Aerojet Rocketdyne teams with NASA in Alabama on new 3D printed rocket engine

Aerojet Rocketdyne teams with NASA in Alabama on new 3D printed rocket engine

Aerojet Rocketdyne has signed a Space Act Agreement with NASA in Alabama to design and build a key rocket engine part using additive manufacturing or 3D printing. The company opened a big new rocket propulsion Advanced Manufacturing Facility in north Huntsville earlier this year.

The rocket piece the company plans to build for NASA is a lightweight engine thrust chamber assembly. That’s the business end of the engine where fuels combine, ignite and channel out the bottom to produce thrust.

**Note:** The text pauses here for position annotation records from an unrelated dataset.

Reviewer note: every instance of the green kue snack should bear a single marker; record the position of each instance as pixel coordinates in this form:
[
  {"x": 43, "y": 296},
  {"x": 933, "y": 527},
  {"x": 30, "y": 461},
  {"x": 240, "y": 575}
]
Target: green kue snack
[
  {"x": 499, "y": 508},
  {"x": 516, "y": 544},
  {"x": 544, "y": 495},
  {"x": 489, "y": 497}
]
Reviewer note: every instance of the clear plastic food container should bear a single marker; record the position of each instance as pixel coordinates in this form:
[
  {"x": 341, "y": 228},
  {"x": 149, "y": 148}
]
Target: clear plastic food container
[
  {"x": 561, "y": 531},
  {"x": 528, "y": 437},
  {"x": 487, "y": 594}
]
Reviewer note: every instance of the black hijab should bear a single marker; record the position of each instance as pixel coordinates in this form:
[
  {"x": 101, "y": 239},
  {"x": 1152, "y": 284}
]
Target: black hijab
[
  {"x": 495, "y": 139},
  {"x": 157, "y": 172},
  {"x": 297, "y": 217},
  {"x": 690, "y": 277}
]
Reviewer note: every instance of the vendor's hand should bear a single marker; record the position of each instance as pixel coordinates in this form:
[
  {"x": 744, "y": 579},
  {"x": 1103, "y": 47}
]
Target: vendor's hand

The goal of the project is twofold. NASA wants to cut the cost of building rocket engine parts, and Aerojet and NASA want “scalable” rocket parts that can be made quickly and made larger or smaller for space craft from large boosters to small lunar landers. “As we look to the future of space exploration, efficiency and scalability will be key, which is why we are excited to work with NASA on this innovative thrust chamber for rocket engines,” Aerojet Rocketdyne CEO and President Eileen Drake said in a statement. “The technology we develop will leverage the most advanced additive manufacturing techniques and materials to help provide efficient and safe transportation to and through space.”

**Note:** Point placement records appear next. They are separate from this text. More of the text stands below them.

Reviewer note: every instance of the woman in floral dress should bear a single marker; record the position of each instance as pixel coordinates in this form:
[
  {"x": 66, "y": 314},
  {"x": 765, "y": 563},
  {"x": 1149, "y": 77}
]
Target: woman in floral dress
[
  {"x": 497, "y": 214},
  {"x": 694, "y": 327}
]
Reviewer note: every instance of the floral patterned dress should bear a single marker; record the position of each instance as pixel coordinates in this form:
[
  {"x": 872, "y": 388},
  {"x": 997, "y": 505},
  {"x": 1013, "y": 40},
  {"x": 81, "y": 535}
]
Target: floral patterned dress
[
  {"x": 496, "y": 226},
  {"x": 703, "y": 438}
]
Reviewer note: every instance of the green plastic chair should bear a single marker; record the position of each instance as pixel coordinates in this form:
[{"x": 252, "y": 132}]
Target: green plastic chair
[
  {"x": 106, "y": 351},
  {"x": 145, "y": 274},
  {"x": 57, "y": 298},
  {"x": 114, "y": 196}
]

Drake was in Alabama in June to officially open Aerojet Rocketdyne’s two new facilities: a 136,000-square-foot advanced manufacturing facility and a new 122,000-square-foot Defense Headquarters building aimed a winning more defense contracts at Redstone Arsenal. “Huntsville is a great place to build a future, and that’s what we’re doing with our expansion here,” Rocketdyne CEO Eileen Drake said in Huntsville then.